Nord Stream 2 stop leaves German Russia policy ‘in pieces’

After President Vladimir Putin's latest move to escalate tensions in Ukraine, Germany is facing up to its dependence on Russian gas and the failure of its decades-long attempts to cooperate with Moscow.

Nord Stream 2 stop leaves German Russia policy 'in pieces'
Part of the Nord Stream 2 pipeline in Mecklenburg Western-Pomerania. Photo: picture alliance/dpa | Stefan Sauer

Putin’s recognition of two breakaway regions in Ukraine prompted Western countries to respond with a raft of sanctions, with Chancellor Olaf Scholz pulling the plug on the controversial Nord Stream 2 pipeline from Russia.

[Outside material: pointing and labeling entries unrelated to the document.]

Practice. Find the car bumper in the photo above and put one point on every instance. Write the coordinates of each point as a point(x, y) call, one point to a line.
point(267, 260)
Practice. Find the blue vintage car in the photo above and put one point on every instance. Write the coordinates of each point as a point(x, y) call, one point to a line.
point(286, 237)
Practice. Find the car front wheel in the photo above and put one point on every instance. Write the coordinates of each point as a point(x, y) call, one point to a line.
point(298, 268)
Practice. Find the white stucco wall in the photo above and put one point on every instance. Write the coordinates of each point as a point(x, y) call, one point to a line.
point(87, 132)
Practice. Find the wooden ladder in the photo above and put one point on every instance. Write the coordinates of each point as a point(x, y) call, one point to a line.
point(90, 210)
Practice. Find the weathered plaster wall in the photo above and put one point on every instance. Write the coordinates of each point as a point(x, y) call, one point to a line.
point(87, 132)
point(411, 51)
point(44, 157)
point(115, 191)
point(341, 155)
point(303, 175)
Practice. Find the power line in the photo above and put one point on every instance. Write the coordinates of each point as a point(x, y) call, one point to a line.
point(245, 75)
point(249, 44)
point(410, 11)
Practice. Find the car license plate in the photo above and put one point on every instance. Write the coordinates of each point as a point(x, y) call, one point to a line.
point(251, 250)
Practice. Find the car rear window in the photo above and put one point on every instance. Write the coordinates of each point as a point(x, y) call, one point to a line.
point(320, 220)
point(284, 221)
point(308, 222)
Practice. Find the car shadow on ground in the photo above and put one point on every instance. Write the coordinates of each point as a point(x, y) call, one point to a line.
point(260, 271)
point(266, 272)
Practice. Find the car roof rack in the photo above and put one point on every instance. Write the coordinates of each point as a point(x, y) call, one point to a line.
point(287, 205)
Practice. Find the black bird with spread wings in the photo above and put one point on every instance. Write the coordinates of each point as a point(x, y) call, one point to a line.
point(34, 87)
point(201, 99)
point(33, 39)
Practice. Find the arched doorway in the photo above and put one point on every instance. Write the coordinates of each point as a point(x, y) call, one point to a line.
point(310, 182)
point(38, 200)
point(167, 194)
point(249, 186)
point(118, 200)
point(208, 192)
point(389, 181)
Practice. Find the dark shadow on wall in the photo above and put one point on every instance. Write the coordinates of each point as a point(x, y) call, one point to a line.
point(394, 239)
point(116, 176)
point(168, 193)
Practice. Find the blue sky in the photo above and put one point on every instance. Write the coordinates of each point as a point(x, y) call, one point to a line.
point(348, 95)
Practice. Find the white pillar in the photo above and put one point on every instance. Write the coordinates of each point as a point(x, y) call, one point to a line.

Moscow’s aggressive steps had “changed” the situation, Scholz said, and thrown into question Germany’s energy security if it continued to rely on Russia.

Amid growing friction with the West over the last year, restricted deliveries of gas from Russia sent prices for energy to multi-year highs.

Having announced a stepwise withdrawal from nuclear energy after Japan’s Fukushima disaster in 2011, Germany is highly reliant on gas, with the fuel making up 26.7 percent of its mix.

The majority of those supplies, in turn, come from Russia over pipelines running through Ukraine, Poland and under the Baltic Sea.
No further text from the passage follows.